- "Mad Money" host Jim Cramer makes the case against investing in exchange-traded funds.
- Spreading risk out can be smart, but not if it is spread over good and bad stocks, Cramer says.
- Cramer does, however, make one exception to his anti-ETF rule.
Exchange-traded funds, better known as ETFs, have seen a surge in popularity recently, but Jim Cramer is not as taken with the trend as the rest of the market.
Proponents argue that ETFs guard against "single-stock risk," or the damage an individual stock could do to your portfolio. They say it lets you play an entire sector rather than putting all your money on one potentially bad stock.
But Cramer doesn't buy that argument. "You want to be in a stock because it's the best name in a sector that's growing. You don't want to be in a group of mediocre stocks that will pull down the high-quality stock you've chosen," the "Mad Money" host said.
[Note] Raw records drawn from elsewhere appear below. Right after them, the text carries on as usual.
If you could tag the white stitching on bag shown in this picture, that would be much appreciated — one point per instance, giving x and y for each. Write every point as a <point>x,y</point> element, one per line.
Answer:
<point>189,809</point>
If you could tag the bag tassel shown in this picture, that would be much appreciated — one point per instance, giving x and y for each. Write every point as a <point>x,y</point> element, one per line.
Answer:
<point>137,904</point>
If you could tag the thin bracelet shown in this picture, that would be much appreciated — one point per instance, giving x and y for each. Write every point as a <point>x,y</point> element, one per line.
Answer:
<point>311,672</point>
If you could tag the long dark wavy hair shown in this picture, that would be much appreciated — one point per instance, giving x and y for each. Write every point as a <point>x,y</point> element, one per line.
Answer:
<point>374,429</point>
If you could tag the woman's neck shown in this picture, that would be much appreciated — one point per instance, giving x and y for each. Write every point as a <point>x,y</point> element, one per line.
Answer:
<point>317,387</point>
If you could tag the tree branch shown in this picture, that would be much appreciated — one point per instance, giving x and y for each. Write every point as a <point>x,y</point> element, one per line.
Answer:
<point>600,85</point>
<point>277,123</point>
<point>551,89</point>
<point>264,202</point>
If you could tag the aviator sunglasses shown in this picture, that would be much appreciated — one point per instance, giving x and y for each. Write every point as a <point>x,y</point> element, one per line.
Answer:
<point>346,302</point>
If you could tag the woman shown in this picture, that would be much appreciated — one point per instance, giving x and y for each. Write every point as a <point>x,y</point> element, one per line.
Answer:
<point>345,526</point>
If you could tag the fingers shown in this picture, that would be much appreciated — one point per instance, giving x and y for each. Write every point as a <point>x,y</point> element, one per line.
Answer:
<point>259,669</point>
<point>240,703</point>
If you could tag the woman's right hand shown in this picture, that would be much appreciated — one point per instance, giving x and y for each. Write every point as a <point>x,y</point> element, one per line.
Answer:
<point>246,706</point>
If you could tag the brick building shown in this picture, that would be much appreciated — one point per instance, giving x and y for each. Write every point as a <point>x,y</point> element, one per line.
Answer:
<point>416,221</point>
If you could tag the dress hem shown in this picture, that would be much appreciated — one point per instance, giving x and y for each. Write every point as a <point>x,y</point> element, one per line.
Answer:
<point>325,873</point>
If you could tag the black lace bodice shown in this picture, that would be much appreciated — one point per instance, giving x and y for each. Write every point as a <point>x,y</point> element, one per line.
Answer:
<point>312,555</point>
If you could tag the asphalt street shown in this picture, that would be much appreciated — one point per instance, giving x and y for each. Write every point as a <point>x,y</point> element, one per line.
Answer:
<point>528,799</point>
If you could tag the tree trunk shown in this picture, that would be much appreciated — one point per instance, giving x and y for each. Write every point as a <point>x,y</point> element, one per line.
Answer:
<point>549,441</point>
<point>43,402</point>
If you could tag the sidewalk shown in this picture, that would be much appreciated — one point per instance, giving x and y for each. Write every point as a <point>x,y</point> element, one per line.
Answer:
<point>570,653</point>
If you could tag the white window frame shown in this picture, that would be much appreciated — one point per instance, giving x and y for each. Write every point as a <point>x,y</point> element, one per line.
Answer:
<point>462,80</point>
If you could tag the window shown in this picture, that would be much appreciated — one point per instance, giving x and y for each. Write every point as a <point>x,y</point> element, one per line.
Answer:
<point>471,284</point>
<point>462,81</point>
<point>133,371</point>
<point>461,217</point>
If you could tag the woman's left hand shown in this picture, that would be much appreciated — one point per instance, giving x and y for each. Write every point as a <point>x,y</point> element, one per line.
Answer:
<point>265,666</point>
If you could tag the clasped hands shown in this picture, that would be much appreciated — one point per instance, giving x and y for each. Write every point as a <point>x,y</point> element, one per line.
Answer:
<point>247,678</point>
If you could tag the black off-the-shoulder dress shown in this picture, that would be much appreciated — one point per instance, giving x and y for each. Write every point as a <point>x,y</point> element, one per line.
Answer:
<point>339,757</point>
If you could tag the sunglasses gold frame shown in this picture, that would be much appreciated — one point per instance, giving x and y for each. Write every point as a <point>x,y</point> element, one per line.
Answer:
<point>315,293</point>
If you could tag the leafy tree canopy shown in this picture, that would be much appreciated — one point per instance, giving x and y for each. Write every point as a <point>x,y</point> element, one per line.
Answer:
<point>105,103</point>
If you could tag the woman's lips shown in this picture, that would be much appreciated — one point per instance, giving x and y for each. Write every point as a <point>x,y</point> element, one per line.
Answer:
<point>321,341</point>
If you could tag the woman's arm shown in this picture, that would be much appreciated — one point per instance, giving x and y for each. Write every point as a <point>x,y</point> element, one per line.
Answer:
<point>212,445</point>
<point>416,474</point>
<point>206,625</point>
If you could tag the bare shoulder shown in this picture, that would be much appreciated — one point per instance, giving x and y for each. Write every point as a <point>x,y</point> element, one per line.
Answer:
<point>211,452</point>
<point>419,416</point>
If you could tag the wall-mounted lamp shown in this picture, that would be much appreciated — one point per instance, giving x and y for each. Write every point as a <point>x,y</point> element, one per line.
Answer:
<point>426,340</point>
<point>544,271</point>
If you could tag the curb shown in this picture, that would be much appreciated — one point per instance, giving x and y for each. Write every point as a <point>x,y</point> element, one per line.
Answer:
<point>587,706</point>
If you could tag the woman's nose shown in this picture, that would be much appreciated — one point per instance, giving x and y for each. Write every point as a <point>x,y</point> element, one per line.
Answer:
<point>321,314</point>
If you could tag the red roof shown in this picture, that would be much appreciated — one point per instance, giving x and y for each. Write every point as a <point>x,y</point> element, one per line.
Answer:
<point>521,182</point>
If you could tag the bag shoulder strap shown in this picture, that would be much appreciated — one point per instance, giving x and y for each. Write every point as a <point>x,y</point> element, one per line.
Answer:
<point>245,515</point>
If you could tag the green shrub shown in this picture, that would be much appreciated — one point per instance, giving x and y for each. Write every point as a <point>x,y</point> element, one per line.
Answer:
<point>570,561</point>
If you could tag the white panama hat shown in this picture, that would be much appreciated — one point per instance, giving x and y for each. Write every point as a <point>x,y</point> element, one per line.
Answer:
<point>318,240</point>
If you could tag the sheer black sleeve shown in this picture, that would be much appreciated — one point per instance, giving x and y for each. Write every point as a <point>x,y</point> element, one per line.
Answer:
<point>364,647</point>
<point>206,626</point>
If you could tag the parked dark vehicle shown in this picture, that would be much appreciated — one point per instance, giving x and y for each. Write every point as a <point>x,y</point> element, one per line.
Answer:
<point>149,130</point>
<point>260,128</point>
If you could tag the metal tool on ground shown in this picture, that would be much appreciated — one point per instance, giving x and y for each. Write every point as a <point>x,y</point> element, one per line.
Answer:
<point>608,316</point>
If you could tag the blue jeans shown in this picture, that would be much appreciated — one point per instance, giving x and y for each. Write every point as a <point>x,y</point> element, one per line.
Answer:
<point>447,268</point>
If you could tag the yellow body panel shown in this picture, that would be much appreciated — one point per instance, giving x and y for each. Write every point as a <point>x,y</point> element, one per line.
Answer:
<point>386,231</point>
Cramer believes "ETF-ization" happened because people shied away from individual stocks, which all but lost their appeal before optimism about President Donald Trump's policies fueled a further rise the bull market beginning in November.
Yet owning an ETF does not automatically guarantee profits or safety from broader market trends, despite the number of ETFs set up to take advantage of them.
"If you think you can't pick the best of these stocks, then I would suggest that you might not know enough about the sector to begin with, so don't think you can outsmart it by picking an ETF," Cramer said.
The "Mad Money" host made an exception for GLD, an ETF that tracks the price of gold, because of its accuracy.
On a larger scale, however, Cramer said that ETFs have the power to distort stock valuations too dramatically for his liking.
"At the end of the day, I'm against ETFs because they often create enormous distortions that can obliterate even the best of stocks," Cramer said. "You have to accept a lot more risk if you own a stock that's particularly hostage [to] a given ETF."